ANCHE SE NON FA PIÙ NOTIZIA, NON DIMENTICATE I GIOVANI DELLA SIRIA!

08 maggio 2019

Don Pier è come un padre per me. Quando è scoppiata la guerra, la mia famiglia è fuggita all’estero per salvarsi la vita, ma io non ho potuto, per non essere considerato renitente alla leva e disertore. Lui e gli altri Salesiani sono stati qui e non mi hanno abbandonato!chi parla è un giovane siriano rimasto solo ad Aleppo nel terribile periodo di guerra durato quasi 8 anni. Lui, come tanti altri giovani e giovanissimi, ha trovato conforto all’interno dell’oratorio nel quale operano i Salesiani, tra cui Don Pier (direttore dell’Opera): veri e propri eroi che nonostante la libera facoltà di poter uscire dal paese hanno scelto di rimanere in Siria, a Damasco e Aleppo, affrontando la guerra con i più deboli e indifesi fornendo loro sostegno, forza e un riparo sicuro e accogliente in cui trovare salvezza. Per i ragazzi dell’oratorio di Aleppo questa scelta ha avuto un grande valore; qui, oggi e durante tutto il conflitto, hanno trovato riparo e “svago” tantissimi giovani.

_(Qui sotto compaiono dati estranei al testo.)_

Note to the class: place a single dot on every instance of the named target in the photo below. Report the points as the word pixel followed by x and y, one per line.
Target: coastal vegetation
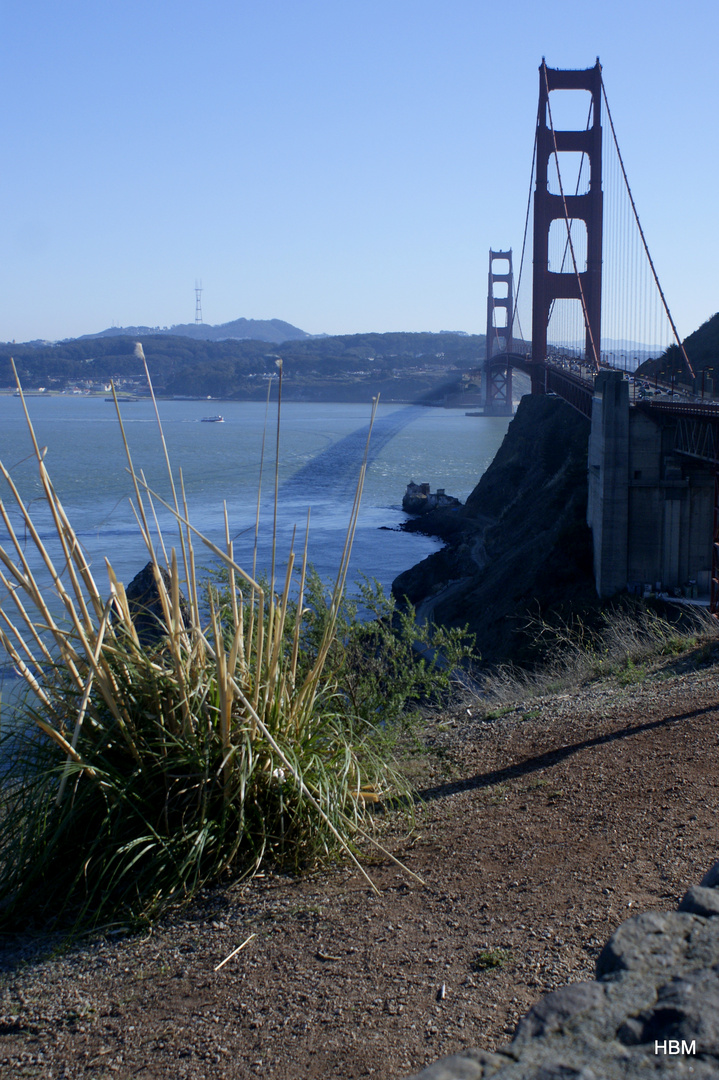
pixel 249 723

La nostra Fondazione ha di recente attivato un progetto per l’accoglienza dei giovani: nella città di Aleppo i salesiani stanno ristrutturando degli spazi per poter accogliere gruppi di giovani e offrire loro un luogo per momenti di condivisione e aggregazione. Il progetto è stato avviato e, grazie alla generosità dei benefattori già legati alla Fondazione e di coloro che vorranno aiutare questi giovani, troverà pian piano la sua forma concretizzandosi in un’opera dal grande valore sociale e morale.